People claim that kids are indulged and that parents are spoiling their kids and failing to set limits – unlike the good old days. And then you go back a couple of decades and find that people were saying exactly the same thing and you go back another couple of decades and you find the same thing again.

What about the kid in the New Yorker piece Spoiled Rotten who demands his father tie his shoes.

We can always come across ridiculous examples of parents who do silly things. But we have an obligation to look past individual anecdotes and not over-generalize. Are there kids who run wild in public places and make a nuisance of themselves while their parents ignore them? Sure. But for every example like that there are hundreds of examples of kids who are bullied, bribed, yelled at or threatened by parents whose only apparent objective is to get mindless compliance.

You take on Jean Twenge, the researcher behind the Millenials-are-narcissists trope and author of Generation Me.
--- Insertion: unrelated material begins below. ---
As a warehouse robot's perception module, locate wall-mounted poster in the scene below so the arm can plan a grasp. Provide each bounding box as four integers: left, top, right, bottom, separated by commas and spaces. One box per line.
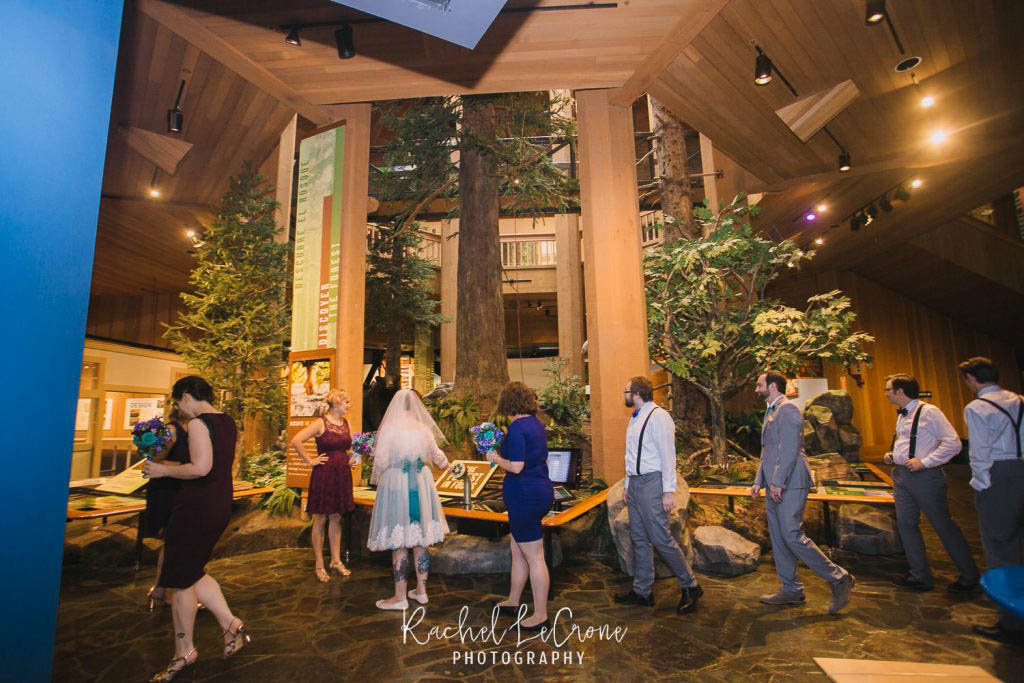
125, 396, 164, 429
Younger people tend to score higher on narcissism measures than older people; that's always been true. When older people look at young people and see what they think is narcissistic behaviour, they incorrectly attribute this to a change over generations. In reality it's a developmental change. Jean Twenge has become this one-woman crusade to see young people in the worst possible light and claim to have data to support it. But when experts in data analysis review her studies carefully or try to replicate those studies they come up empty-handed.

Maybe parenting - and parenting media - involves some sort of amnesia?

We often forget the way things were for us. Baby boomers were accused of being shiftless hippies by their parents and turned around and accused Generation X of being slackers. Now, we both unite and accuse Millennials of very similar things. Some of it may just be amnesia. Some of it may take on a more ominous cast which is that we tend to reproduce some of the disturbing things that were done to us by our parents when we have children of our own, as if to erase any possibility that our parents didn't do what was best for us. That was psychoanalyst Alice Miller's hypothesis – that we're desperate at an unconscious level to believe that our parents did what was in our best interest. So to avoid having to confront that, we just do it to our kids.